The sudden swing of American attention to North Africa has clarified the way Mitt Romney sees his country's place in the world. Setting aside the merits of his campaign's timing, because you can say just about anything if the timing is right, it is worth taking a brief tour through the Museum of Provocative Weakness. That phrase is a favorite of Ambassador John Bolton, who said on August 28 that Romney "doesn't believe strength is provocative, he believes that American weakness is provocative." It has been used many times by Donald Rumsfeld and Dick Cheney. After the decision had been made to invade Iraq, Rumsfeld told ABC News that it didn't really matter if a war enrages Arab populations in the Middle East. "All I can say is if history has taught anything, it's that weakness is provocative. It entices people into doing things that they otherwise would not do." When Rumsfeld was fired by President Bush three years later, he used his final turn at the podium to say that "it is not only clear that weakness is provocative, but [that] the perception of weakness on our part can be provocative."
This phrase is the beating heart of Mitt Romney's world view. You can see it in his books. You can hear it whenever he condemns President Obama for his "apology tour." In practice, this means that whenever America has a choice about whether to demonstrate its will to power, it ought to exercise it. Anything else would telegraph weakness, a lack of resolve, that tips the balance of power in the world away from the good guys.
Where does this view come from? One common thread suggests it began with Leo Strauss' cold, hard view of history; a Tory view of human nature where the smart men mold the minds of everyone else, where reality is constantly created. But a new book by Len Colodny and Tom Schachtman, The Forty Years War, traces this view to a much more likely instigator: Fritz Kraemer, a German refugee who became a long-time adviser to the Department of Defense and to Henry Kissinger, to Scoop Jackson, to Alexander Haig, to Richard Nixon.
The authors quote Kissinger, who gave the eulogy at Kraemer's funeral: "He made no concessions to human faulty or to historic evolution; he treated intermediate solutions as derogation from eternal principle."  

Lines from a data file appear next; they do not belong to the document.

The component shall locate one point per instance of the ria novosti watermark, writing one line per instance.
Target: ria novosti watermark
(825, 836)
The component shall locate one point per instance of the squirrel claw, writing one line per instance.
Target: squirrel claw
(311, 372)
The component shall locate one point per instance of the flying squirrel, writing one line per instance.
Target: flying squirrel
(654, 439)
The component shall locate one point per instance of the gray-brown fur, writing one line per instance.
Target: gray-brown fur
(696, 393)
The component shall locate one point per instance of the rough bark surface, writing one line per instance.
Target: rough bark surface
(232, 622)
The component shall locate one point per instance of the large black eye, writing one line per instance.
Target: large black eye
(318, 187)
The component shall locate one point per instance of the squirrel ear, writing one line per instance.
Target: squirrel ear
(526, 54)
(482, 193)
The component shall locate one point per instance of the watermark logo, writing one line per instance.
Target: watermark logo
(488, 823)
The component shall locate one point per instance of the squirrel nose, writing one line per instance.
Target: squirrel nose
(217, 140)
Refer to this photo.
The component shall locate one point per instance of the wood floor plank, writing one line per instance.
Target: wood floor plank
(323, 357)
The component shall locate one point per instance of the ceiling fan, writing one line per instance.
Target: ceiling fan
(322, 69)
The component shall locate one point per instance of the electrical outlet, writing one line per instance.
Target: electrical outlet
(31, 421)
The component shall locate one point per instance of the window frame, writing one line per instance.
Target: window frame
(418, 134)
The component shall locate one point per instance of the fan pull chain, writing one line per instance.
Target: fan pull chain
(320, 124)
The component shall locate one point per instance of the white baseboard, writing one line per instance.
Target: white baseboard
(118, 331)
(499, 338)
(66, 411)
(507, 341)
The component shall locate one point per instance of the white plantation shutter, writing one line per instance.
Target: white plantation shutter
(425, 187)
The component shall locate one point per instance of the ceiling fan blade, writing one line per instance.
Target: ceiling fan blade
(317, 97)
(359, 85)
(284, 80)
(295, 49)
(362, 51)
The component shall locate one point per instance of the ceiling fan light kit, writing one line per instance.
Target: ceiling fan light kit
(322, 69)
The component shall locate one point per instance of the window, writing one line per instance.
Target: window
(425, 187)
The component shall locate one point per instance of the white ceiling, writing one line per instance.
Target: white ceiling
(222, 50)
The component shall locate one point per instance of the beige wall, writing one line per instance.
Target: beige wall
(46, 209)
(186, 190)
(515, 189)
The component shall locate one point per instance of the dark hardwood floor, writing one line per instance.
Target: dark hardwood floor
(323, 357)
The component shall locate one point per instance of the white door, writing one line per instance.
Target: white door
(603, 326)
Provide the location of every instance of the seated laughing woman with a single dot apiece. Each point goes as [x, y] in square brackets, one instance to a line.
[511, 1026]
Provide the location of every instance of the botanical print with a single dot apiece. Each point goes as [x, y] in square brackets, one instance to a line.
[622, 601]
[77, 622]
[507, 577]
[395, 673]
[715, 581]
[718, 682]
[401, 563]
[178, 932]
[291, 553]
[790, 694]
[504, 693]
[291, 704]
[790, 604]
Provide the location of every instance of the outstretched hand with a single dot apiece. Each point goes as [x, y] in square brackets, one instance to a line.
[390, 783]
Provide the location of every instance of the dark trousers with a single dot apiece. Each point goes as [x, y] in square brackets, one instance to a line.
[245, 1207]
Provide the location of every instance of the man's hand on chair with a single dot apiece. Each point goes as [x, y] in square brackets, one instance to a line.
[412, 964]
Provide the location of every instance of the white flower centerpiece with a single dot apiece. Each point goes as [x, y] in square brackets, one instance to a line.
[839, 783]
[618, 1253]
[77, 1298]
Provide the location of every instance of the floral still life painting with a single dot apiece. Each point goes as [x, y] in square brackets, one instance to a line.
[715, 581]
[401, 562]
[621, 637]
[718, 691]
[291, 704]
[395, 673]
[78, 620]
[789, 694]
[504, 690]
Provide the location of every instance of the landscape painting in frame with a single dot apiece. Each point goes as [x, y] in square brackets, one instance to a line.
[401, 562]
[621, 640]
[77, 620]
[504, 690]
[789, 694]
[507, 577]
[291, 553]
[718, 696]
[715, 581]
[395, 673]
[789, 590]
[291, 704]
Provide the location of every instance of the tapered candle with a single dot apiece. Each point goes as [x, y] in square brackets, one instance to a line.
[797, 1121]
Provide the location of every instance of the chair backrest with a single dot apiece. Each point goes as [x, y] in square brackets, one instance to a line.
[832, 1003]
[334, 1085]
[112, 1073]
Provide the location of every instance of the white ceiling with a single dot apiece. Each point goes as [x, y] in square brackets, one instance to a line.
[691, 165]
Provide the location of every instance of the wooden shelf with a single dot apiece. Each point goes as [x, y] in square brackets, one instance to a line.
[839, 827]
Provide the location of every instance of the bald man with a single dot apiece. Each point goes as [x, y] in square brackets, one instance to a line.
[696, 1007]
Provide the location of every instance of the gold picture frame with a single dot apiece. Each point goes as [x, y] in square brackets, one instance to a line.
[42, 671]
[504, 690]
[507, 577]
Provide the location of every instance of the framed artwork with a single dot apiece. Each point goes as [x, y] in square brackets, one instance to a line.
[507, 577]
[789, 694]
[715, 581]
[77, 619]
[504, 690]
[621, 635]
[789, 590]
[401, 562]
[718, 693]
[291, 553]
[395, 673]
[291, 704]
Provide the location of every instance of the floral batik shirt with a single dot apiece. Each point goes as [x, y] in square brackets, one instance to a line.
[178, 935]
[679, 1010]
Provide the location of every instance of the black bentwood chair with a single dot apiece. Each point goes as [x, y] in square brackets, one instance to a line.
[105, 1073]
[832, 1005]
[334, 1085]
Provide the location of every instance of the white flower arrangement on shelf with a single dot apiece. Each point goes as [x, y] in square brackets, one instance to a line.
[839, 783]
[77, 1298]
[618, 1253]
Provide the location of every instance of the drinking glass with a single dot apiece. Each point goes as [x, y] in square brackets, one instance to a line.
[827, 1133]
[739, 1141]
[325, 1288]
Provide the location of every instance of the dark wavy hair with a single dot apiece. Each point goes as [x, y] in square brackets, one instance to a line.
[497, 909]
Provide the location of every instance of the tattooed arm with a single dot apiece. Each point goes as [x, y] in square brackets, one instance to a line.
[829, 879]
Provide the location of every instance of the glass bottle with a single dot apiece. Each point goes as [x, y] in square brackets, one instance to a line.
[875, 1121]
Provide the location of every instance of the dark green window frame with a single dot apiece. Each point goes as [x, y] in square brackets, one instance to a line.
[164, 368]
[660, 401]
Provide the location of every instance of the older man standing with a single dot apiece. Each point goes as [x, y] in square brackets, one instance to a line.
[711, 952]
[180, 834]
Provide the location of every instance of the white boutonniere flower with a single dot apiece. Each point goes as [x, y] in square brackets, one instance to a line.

The book describes how Kissinger evolved in office; a no-no to Kraemer, who turned his attention to younger, more idealistic Nixon-era hands, like Donald Rumsfeld and Richard Perle. (Kraemer literally once told Rumsfeld: "No provocative weakness, please!")
Romney subscribes to this worldview. He always has. It has been a consistent through-line in his political career.
For Romney, Obama's view of power is far too humble, far too contingent, and far too subtle. It allows for the weed-like growth of enemies; when the U.S. is not engaged somewhere, enemies will pop up, just like particles do, because American power is such a juicy target. It fosters a false moral equivalence between American values, which are predominant and ought to be, and the excuses that people use to attack American interests. This is why Romney seemed so offended by Obama's insistence in making sure to condemn free speech provocateurs. Doing so departs from the eternal principle that America is in the right. It gives the enemy some ground. Privately, Romney advisers like to say that the only thing Obama has really done is to kill some people with drones, hardly brave, in their eyes.
The authors make clear that Kraemer's view of power was multidimensional and were not predicated solely on striking every available enemy with a big stick. Kraemer, after all, knew war: He fought in the Battle of the Bulge. Romney has not shown much nuance, although his policy prescriptions are curiously without detail. He seems to favor speaking very loudly. Then: Well, we don't know.
Over the next few days, you will hear Romney's campaign attempt to frame the election as a choice between two views of American power; those who believe it ought to be projected, and those who believe that it ought to be humble. For Romney, humility is provocative, and power is a natural extension of the order of the world.